The incoming director of national intelligence, retired Navy Vice Adm. John M. McConnell, plans to change security rules to make it easier for intelligence agencies to hire first-generation Arab Americans for highly sensitive jobs.

These rules, dating from World War II, limit intelligence agencies’ ability to employ first-generation Americans “who might have native language capabilities from serving in some of these very sensitive positions in the intelligence community” and hinder efforts to deal with radical Islam, McConnell said during his confirmation hearing Friday before the Senate Select Committee on Intelligence.

The rules McConnell described are in a directive from the director of central intelligence, or DCI. They require citizenship verification for access to the most highly classified data, known as sensitive compartmented information. For the foreign-born, there must be verification of U.S. citizenship and legal status in this country of immediate family members, including “spouse, cohabitant, father, mother, sons, daughters, brothers, sisters,” the directive states.

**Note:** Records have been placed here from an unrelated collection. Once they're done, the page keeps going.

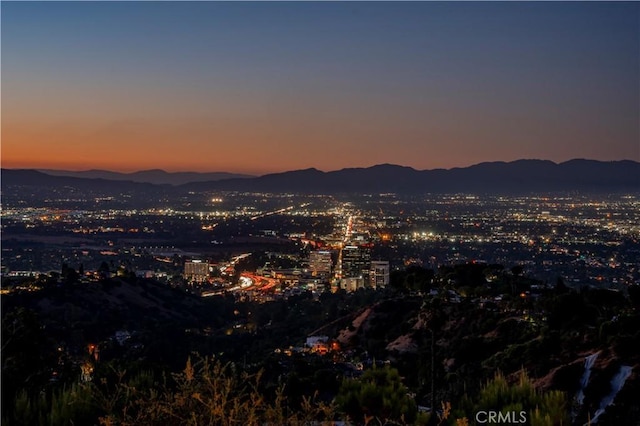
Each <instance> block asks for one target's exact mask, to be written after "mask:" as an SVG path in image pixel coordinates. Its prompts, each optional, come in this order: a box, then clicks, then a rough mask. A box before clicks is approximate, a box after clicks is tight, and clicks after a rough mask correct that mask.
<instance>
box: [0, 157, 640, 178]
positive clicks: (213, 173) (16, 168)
mask: <svg viewBox="0 0 640 426" xmlns="http://www.w3.org/2000/svg"><path fill="white" fill-rule="evenodd" d="M520 161H540V162H550V163H553V164H556V165H560V164H564V163H568V162H571V161H596V162H601V163H617V162H624V161H631V162H636V163H640V159H638V160H634V159H630V158H622V159H618V160H598V159H592V158H583V157H576V158H571V159H569V160H564V161H554V160H548V159H541V158H520V159H516V160H510V161H507V160H491V161H481V162H478V163H473V164H469V165H466V166H453V167H449V168H446V167H434V168H428V169H418V168H415V167H412V166H406V165H402V164H396V163H388V162H382V163H376V164H372V165H369V166H349V167H343V168H339V169H332V170H322V169H319V168H317V167H313V166H311V167H303V168H295V169H288V170H281V171H273V172H267V173H263V174H257V173H256V174H254V173H249V172H234V171H227V170H217V171H215V170H214V171H194V170H178V171H168V170H165V169H163V168H149V169H137V170H133V171H120V170H115V169H102V168H90V169H78V170H74V169H67V168H60V169H58V168H51V167H4V166H2V165H1V164H0V169H3V170H35V171H41V172H42V171H54V172H72V173H86V172H109V173H119V174H125V175H127V174H135V173H142V172H150V171H158V172H162V173H167V174H178V173H195V174H214V173H220V174H233V175H245V176H248V177H261V176H267V175H272V174H281V173H289V172H295V171H302V170H317V171H320V172H323V173H331V172H337V171H340V170H353V169H369V168H372V167H379V166H394V167H403V168H410V169H413V170H416V171H430V170H454V169H464V168H469V167H474V166H478V165H482V164H496V163H504V164H510V163H516V162H520Z"/></svg>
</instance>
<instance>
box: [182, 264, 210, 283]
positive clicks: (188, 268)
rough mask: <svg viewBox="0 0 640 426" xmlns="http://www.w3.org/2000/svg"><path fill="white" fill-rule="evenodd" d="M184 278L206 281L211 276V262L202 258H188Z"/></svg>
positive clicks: (198, 281)
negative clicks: (204, 261)
mask: <svg viewBox="0 0 640 426" xmlns="http://www.w3.org/2000/svg"><path fill="white" fill-rule="evenodd" d="M184 278H185V279H186V280H187V281H190V282H197V283H202V282H205V281H206V280H207V278H209V263H207V262H203V261H202V260H187V261H186V262H185V263H184Z"/></svg>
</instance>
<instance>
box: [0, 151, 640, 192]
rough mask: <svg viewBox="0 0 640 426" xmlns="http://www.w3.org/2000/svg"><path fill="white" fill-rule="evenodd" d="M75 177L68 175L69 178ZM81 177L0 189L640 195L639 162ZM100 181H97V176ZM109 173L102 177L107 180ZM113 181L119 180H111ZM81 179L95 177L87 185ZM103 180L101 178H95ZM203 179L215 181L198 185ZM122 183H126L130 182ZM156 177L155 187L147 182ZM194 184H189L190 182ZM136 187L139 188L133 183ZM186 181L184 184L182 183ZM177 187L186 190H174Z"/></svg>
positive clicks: (11, 178) (37, 173)
mask: <svg viewBox="0 0 640 426" xmlns="http://www.w3.org/2000/svg"><path fill="white" fill-rule="evenodd" d="M69 173H72V172H69ZM76 173H84V176H85V177H77V175H76V177H70V176H53V175H52V174H51V172H46V173H45V172H42V171H36V170H15V169H2V187H3V189H4V188H6V186H7V185H37V186H45V187H52V186H58V185H60V186H72V187H78V188H87V187H93V186H98V187H100V188H101V189H105V188H106V187H109V186H113V189H114V190H122V189H124V188H126V187H128V186H131V187H132V188H137V189H140V188H141V187H142V186H145V185H149V186H151V185H150V184H148V183H146V184H144V183H140V182H139V180H140V179H146V180H154V182H155V183H156V184H163V185H164V186H168V185H169V184H173V185H176V186H175V189H177V190H184V191H198V192H199V191H242V192H293V193H320V194H337V193H386V192H394V193H405V194H421V193H455V192H464V193H496V194H500V193H508V194H514V193H531V192H555V191H583V192H612V191H615V192H620V191H632V192H639V191H640V162H637V161H631V160H621V161H610V162H604V161H596V160H582V159H576V160H570V161H566V162H563V163H554V162H552V161H546V160H517V161H513V162H488V163H481V164H476V165H473V166H470V167H464V168H453V169H434V170H416V169H413V168H411V167H405V166H398V165H392V164H380V165H376V166H372V167H368V168H347V169H341V170H337V171H331V172H323V171H320V170H317V169H314V168H311V169H305V170H295V171H288V172H283V173H274V174H267V175H263V176H259V177H248V176H246V175H234V174H231V173H212V174H200V173H193V174H192V173H174V174H171V173H167V172H163V171H161V170H153V171H144V172H137V173H131V174H122V173H114V172H104V171H88V172H76ZM99 173H102V174H99ZM105 173H107V174H105ZM108 173H113V176H117V177H118V179H109V178H105V176H110V175H108ZM86 176H93V177H92V178H91V179H89V178H87V177H86ZM97 176H101V178H96V177H97ZM205 176H209V177H210V176H215V179H208V180H206V181H202V180H201V179H203V178H205ZM126 177H129V179H128V180H124V179H126ZM153 177H158V179H155V178H154V179H152V178H153ZM191 179H194V180H191ZM136 180H138V182H136ZM185 181H186V182H185ZM177 182H183V183H181V184H178V183H177Z"/></svg>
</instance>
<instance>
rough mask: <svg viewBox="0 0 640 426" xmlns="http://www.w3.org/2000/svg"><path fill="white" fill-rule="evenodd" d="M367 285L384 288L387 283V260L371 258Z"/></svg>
mask: <svg viewBox="0 0 640 426" xmlns="http://www.w3.org/2000/svg"><path fill="white" fill-rule="evenodd" d="M369 285H370V286H371V287H372V288H385V287H386V286H387V285H389V262H388V261H386V260H373V261H371V267H370V268H369Z"/></svg>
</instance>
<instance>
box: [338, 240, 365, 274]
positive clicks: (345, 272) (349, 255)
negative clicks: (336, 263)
mask: <svg viewBox="0 0 640 426" xmlns="http://www.w3.org/2000/svg"><path fill="white" fill-rule="evenodd" d="M340 266H341V267H340V271H341V275H340V278H363V279H364V281H365V283H367V282H368V281H369V268H370V267H371V249H370V248H369V247H365V246H345V247H344V248H343V249H342V252H341V256H340Z"/></svg>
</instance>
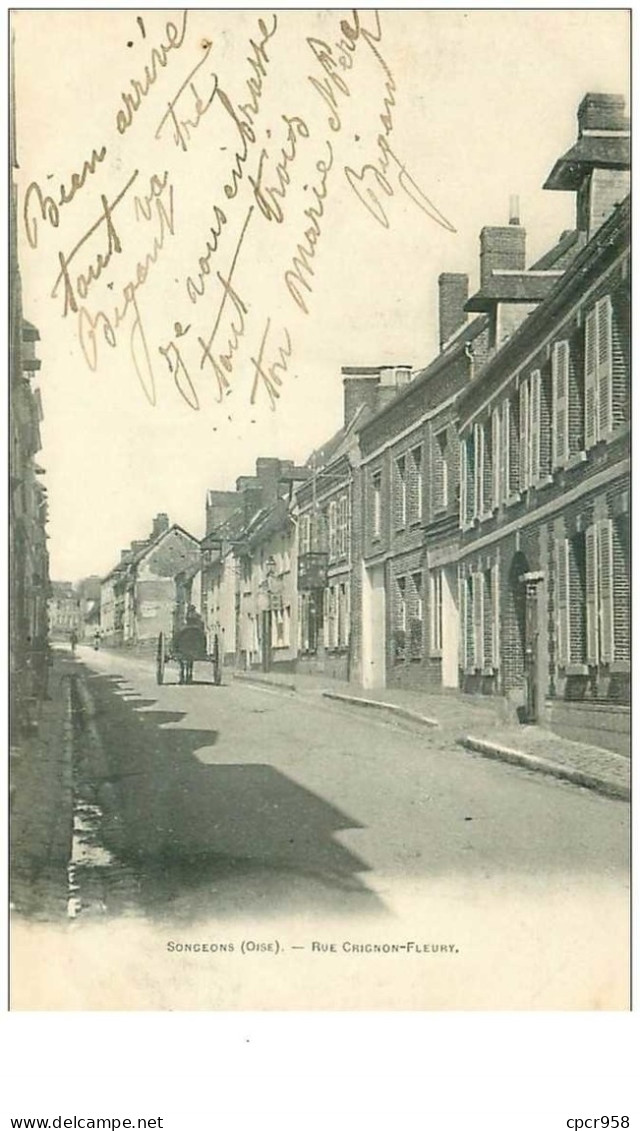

Another element that must be considered when hiring is “foreign influence,” according to adjudication guidelines that the White House adopted in December 2005. One section of the guidelines refers to “contact with a foreign family member, business or professional associate, friend, or other person who is a citizen of or resident in a foreign country if that contact creates a heightened risk of foreign exploitation, inducement, manipulation, pressure, or coercion.”

An intelligence agency chief can waive these criteria, but McConnell said he wants to change them because they constitute “one of the areas that needs probably the greatest deal of attention and improvement . . . using people who speak the native language, understand the culture and the tribal conditions.”